Ab and I stood and bossed Blair, my dad, my mom and sister around as we put together this tree we had literally poured our hearts and pockets into.
I didn't want to leave.
I looked around at the pictures of babies who had not survived and I just lost it.
Why was I so lucky?
Why do I get this boy who brings vision and purpose and hope to my day to day business?
I do not know all the answers, but I do know how tremendously grateful I am.
So much so that I overstate it too often.
But, man...I am grateful beyond comprehension.
Ab and I walked hand in hand out of the convention center after spending a solid 8 or so hours decorating yesterday evening.
I turned to her and said through tears, "Ab...I cannot tell you how proud of you I am.  Without you I wouldn't have done this. Not for one second.  Because of you I get to feel this feeling and experience today.  The fact that you wanted to do this for your brother is amazing, and I love you.  I hope it is everything you hoped for when you decided to do this tree."
There were no rolling of eyes, or wisecracks...she just looked into my eyes, genuinely smiled and shook her head "Yes."
It was perfect.

From the beginning, I knew that if Ab and I were going to do this project...we were going to do it.

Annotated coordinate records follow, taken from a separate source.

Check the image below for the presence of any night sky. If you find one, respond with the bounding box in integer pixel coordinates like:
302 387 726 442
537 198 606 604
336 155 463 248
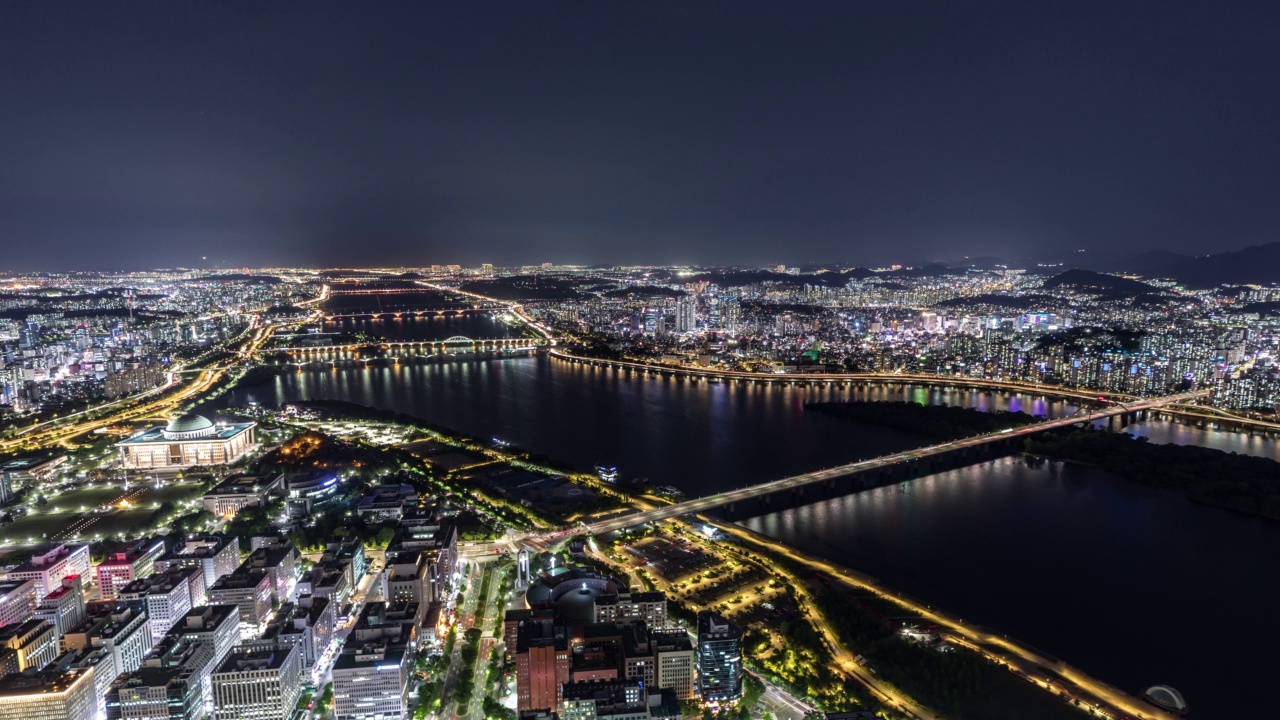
0 0 1280 270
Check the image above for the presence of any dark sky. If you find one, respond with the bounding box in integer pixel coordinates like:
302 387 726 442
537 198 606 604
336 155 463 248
0 0 1280 269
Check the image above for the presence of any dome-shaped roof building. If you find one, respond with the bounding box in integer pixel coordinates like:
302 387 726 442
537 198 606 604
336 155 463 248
115 413 257 471
164 413 218 439
1143 685 1188 714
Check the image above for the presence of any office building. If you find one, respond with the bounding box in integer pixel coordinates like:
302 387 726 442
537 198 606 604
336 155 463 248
0 619 58 673
698 610 742 703
155 534 239 591
0 544 93 598
200 475 280 518
559 680 649 720
0 670 97 720
515 618 570 711
209 566 275 639
595 592 667 629
210 644 302 720
333 602 417 720
169 605 241 667
0 578 40 626
116 568 205 638
35 575 84 637
115 414 257 470
93 538 165 600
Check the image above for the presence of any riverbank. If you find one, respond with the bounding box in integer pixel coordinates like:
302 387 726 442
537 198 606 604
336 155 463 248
1025 428 1280 520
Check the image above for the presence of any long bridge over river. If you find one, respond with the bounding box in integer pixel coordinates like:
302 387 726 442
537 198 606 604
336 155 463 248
576 391 1207 534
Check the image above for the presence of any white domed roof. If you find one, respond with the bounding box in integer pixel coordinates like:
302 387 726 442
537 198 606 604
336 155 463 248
164 413 218 439
1146 685 1187 712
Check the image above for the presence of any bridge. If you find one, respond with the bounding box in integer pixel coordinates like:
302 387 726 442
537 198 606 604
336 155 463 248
576 391 1208 534
550 347 1133 401
264 334 539 357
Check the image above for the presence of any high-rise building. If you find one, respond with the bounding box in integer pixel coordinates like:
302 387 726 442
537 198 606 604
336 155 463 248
0 578 38 626
676 297 698 333
0 544 92 598
155 534 239 589
211 644 302 720
95 538 164 600
515 618 571 712
649 628 698 700
209 565 275 639
698 610 742 702
0 670 97 720
116 568 205 638
0 619 58 673
333 602 417 720
35 575 84 637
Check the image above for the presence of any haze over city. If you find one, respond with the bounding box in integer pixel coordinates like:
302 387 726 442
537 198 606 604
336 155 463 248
0 1 1280 720
0 3 1280 270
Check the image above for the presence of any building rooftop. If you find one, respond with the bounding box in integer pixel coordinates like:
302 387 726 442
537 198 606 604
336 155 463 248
0 670 88 697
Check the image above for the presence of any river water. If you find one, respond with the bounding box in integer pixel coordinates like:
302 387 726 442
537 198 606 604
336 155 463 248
227 316 1280 719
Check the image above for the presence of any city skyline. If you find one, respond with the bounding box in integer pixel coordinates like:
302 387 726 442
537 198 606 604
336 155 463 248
0 3 1280 270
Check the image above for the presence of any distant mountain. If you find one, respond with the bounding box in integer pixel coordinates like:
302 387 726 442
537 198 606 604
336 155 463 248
1112 242 1280 287
1044 269 1161 295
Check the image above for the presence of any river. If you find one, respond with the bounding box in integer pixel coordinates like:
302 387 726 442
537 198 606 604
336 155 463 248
215 316 1280 719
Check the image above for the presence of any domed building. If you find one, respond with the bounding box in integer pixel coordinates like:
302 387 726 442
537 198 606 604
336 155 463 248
1142 685 1189 715
115 413 257 470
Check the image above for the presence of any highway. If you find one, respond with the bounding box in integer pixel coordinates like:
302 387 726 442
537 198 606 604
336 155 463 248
586 391 1208 534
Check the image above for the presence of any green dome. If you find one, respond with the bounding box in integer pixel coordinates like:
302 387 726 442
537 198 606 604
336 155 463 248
164 413 214 433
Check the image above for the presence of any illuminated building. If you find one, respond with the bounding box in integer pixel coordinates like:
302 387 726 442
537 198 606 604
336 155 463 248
200 475 280 518
0 578 37 626
333 602 417 720
0 670 97 720
211 644 302 720
93 538 164 600
155 534 239 588
116 414 257 469
0 544 92 597
698 610 742 703
35 575 84 637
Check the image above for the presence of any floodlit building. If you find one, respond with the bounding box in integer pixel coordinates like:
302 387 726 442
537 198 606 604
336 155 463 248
0 544 92 598
211 644 302 720
0 578 38 626
698 610 742 702
333 602 417 720
0 670 97 720
116 568 205 638
116 414 257 469
209 566 275 632
155 534 239 589
93 538 164 600
35 575 84 637
200 475 280 518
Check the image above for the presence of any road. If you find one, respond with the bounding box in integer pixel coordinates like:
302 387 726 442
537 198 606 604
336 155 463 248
0 317 282 452
707 520 1175 720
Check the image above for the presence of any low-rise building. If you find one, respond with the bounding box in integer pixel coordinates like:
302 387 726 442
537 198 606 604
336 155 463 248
0 544 92 598
209 566 275 639
155 533 239 589
0 669 97 720
211 644 302 720
0 578 40 626
200 475 280 518
333 602 417 720
116 568 205 638
33 575 84 637
93 538 165 600
0 619 58 673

I think we did our boy justice.

Ab very meticulously placed the items from the story around the display. She had a vision as to how the intricate details of the story was to be brought to "life" and she scored big time.  We're talking details down to the old lady (bunny) in the rocking chair's crochet needles and the spoon in the bowl of mush. 
It is perfect.

 I cannot begin to express the thanks I feel from my heart and undoubtedly owe to my friends and family who helped and participated.  We had close to $1600 worth of books donated; close to 350.  It was unbelievable. 
I had friends and family spend their precious time envisioning and creating and aiding a very time-challenged and craft-less little old me.  Your time spent doing something to help my little family will be forever remembered.  You literally saved me.
We had monetary donations given all the way from Ab's friends and their piggy banks...to very generous corporations and families.  I had no idea of the costs doing a tree like this would entail, and I promise, every single penny helped.  Blair and I put everything we had to give into it, and would not for one second would've been able to do all that we did without you.

Thank you, Thank you, Thank you.







We love you, and hope you love the final product as much as we do.